Up until now, misunderstanding in speech recognition has been commonplace due to the limited amount of labeled data available to train on. Labeled data must be manually ‘tagged’ or ‘classified’ by humans which not only limits the amount of available data for training but also the representation of all voices. With this breakthrough, Speechmatics’ technology is trained on huge amounts of unlabelled data direct from the internet such as social media content and podcasts. By using self-supervised learning, the technology is now trained on 1.1 million hours of audio – an increase from 30,000 hours. This delivers a far more comprehensive representation of all voices and dramatically reduces AI bias and errors in speech recognition.

Speechmatics also outperforms competitors on children’s voices – which are notoriously challenging to recognize using legacy speech recognition technology. Speechmatics recorded 91.8% accuracy compared to Google (83.4%) and Deepgram (82.3%) based on the open-source project Common Voice.

Katy Wigdahl, CEO of Speechmatics, comments:

“We are on a mission to deliver the next generation of machine learning capabilities and through that offer more inclusive and accessible speech technology. This announcement today is a huge step towards achieving that mission.

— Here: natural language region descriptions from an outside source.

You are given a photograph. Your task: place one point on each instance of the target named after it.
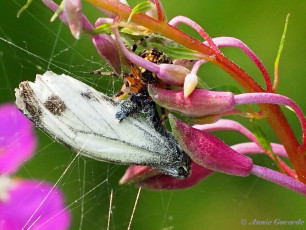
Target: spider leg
(139, 103)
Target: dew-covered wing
(83, 119)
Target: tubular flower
(210, 152)
(172, 83)
(25, 203)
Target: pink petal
(17, 139)
(24, 208)
(209, 151)
(199, 103)
(162, 181)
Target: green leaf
(227, 88)
(178, 52)
(102, 29)
(282, 42)
(24, 8)
(57, 12)
(260, 136)
(141, 8)
(280, 49)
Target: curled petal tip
(136, 173)
(173, 74)
(190, 83)
(209, 151)
(73, 9)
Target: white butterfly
(83, 119)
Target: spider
(133, 96)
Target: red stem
(275, 116)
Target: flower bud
(190, 83)
(199, 103)
(209, 151)
(172, 74)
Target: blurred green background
(32, 45)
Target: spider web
(32, 45)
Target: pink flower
(25, 203)
(17, 139)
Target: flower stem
(275, 117)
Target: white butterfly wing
(84, 120)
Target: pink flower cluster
(209, 154)
(25, 203)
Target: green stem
(274, 115)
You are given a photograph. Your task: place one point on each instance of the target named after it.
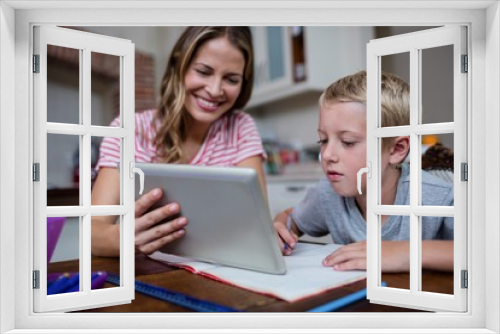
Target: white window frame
(17, 18)
(413, 44)
(85, 43)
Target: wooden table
(160, 274)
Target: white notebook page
(305, 274)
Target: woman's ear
(399, 149)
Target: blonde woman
(208, 80)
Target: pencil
(288, 227)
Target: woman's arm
(105, 234)
(153, 228)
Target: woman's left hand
(395, 257)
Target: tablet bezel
(251, 208)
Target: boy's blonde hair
(395, 96)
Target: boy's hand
(285, 236)
(395, 257)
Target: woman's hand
(158, 227)
(395, 257)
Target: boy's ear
(399, 149)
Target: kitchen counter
(305, 171)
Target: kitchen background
(293, 65)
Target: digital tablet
(228, 218)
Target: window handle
(139, 171)
(366, 170)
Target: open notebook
(305, 275)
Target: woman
(208, 79)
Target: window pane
(395, 236)
(105, 79)
(63, 254)
(107, 161)
(440, 278)
(63, 170)
(101, 266)
(63, 85)
(437, 170)
(437, 85)
(397, 64)
(394, 171)
(275, 52)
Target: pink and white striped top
(230, 140)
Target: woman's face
(213, 80)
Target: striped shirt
(230, 140)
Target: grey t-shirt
(323, 211)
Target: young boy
(334, 206)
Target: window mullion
(415, 103)
(85, 177)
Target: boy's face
(342, 138)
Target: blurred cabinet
(294, 60)
(272, 64)
(284, 194)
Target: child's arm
(436, 255)
(285, 235)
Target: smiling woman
(199, 121)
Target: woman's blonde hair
(171, 111)
(395, 97)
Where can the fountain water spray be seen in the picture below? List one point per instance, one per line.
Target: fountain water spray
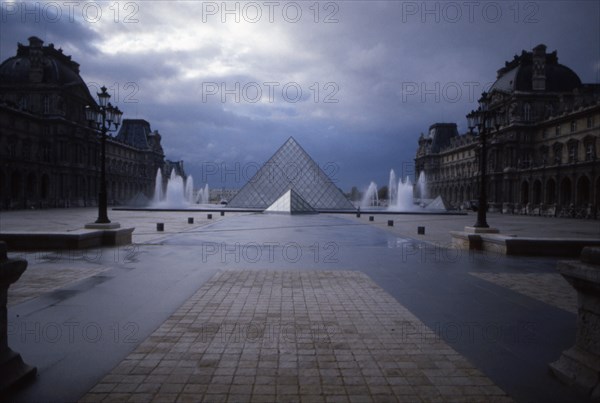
(179, 192)
(203, 196)
(370, 199)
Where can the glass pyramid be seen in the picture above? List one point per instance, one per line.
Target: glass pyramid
(291, 203)
(291, 168)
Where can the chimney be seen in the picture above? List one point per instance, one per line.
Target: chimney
(538, 77)
(36, 67)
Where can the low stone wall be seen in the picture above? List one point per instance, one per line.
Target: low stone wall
(512, 245)
(79, 239)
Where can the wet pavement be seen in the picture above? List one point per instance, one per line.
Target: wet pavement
(78, 333)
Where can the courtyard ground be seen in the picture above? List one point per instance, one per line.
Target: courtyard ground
(291, 308)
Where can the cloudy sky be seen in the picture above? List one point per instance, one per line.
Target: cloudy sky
(355, 82)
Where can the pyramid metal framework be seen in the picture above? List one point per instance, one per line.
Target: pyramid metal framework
(290, 203)
(291, 168)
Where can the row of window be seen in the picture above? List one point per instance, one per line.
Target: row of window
(573, 127)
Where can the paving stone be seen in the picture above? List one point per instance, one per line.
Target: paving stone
(212, 355)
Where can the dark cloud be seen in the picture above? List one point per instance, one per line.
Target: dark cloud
(392, 69)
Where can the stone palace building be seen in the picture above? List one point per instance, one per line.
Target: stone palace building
(542, 161)
(49, 155)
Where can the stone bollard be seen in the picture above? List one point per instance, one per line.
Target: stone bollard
(12, 367)
(580, 364)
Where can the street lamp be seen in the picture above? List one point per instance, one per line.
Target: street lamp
(483, 119)
(103, 118)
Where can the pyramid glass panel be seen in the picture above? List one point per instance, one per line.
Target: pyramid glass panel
(291, 168)
(290, 202)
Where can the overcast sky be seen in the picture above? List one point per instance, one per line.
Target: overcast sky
(355, 82)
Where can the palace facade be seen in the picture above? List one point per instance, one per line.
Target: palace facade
(49, 155)
(543, 160)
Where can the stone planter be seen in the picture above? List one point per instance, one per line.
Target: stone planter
(12, 367)
(580, 364)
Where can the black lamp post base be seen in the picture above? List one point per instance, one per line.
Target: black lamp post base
(481, 230)
(109, 225)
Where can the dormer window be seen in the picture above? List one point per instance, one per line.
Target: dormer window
(527, 112)
(573, 152)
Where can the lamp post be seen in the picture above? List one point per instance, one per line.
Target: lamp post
(103, 118)
(483, 119)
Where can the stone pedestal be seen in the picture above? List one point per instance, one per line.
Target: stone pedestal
(12, 367)
(110, 225)
(479, 230)
(580, 364)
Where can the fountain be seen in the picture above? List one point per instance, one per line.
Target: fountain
(422, 186)
(179, 192)
(203, 196)
(404, 196)
(370, 199)
(401, 195)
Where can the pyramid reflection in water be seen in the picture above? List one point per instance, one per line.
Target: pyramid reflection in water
(291, 168)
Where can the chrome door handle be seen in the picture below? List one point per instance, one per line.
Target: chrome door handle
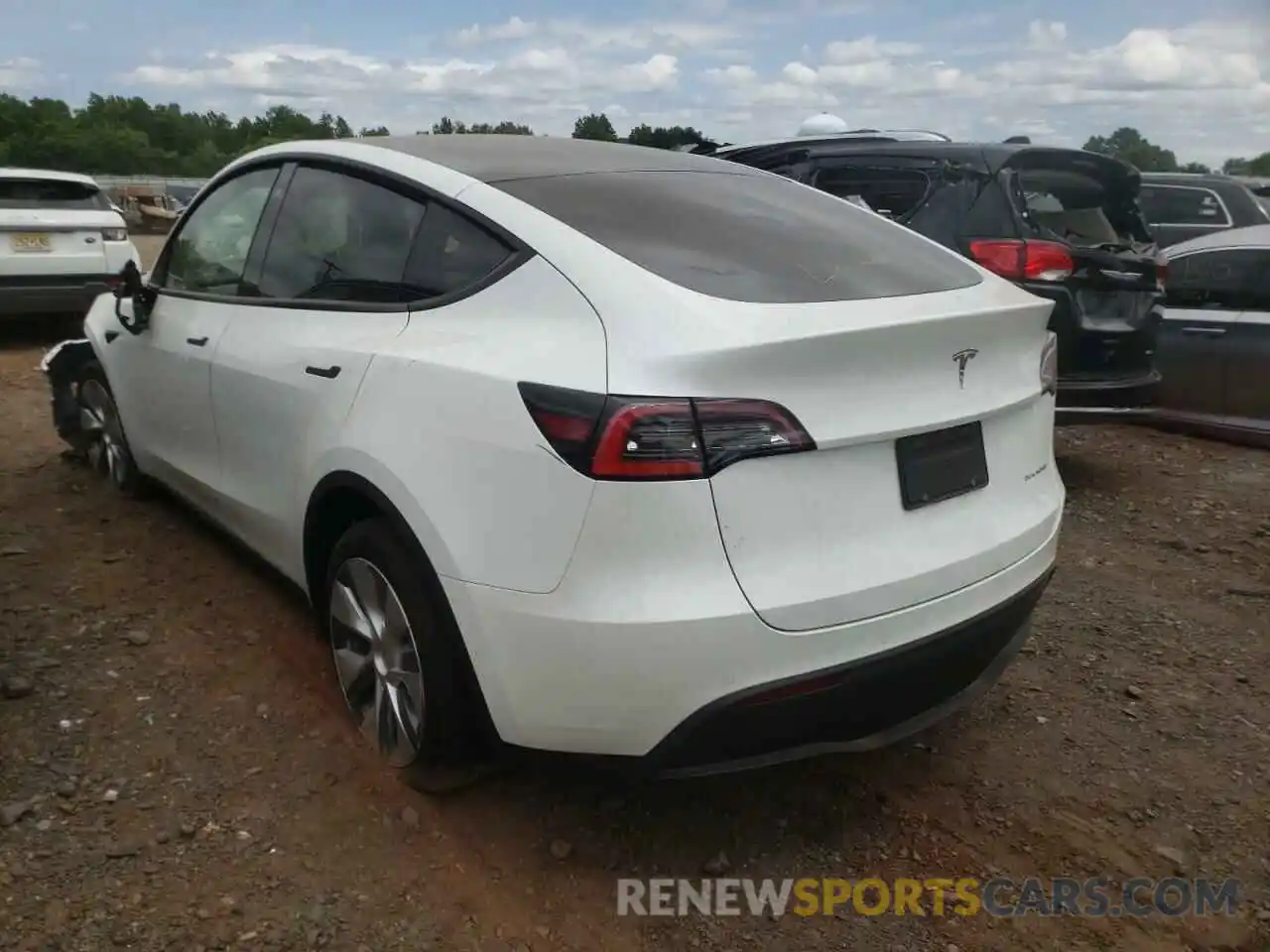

Our focus on tackling AI bias has led to this monumental leap forward in the speech recognition industry and the ripple effect will lead to changes in a multitude of different scenarios. Think of the incorrect captions we see on social media, court hearings where words are mistranscribed and eLearning platforms that have struggled with children’s voices throughout the pandemic. Errors people have had to accept until now can have a tangible impact on their daily lives.”

Allison Zhu Koenecke, Lead Author of the Stanford study on speech recognition:

“It’s critical to study and improve fairness in speech-to-text systems given the potential for disparate harm to individuals through downstream sectors ranging from healthcare to criminal justice.”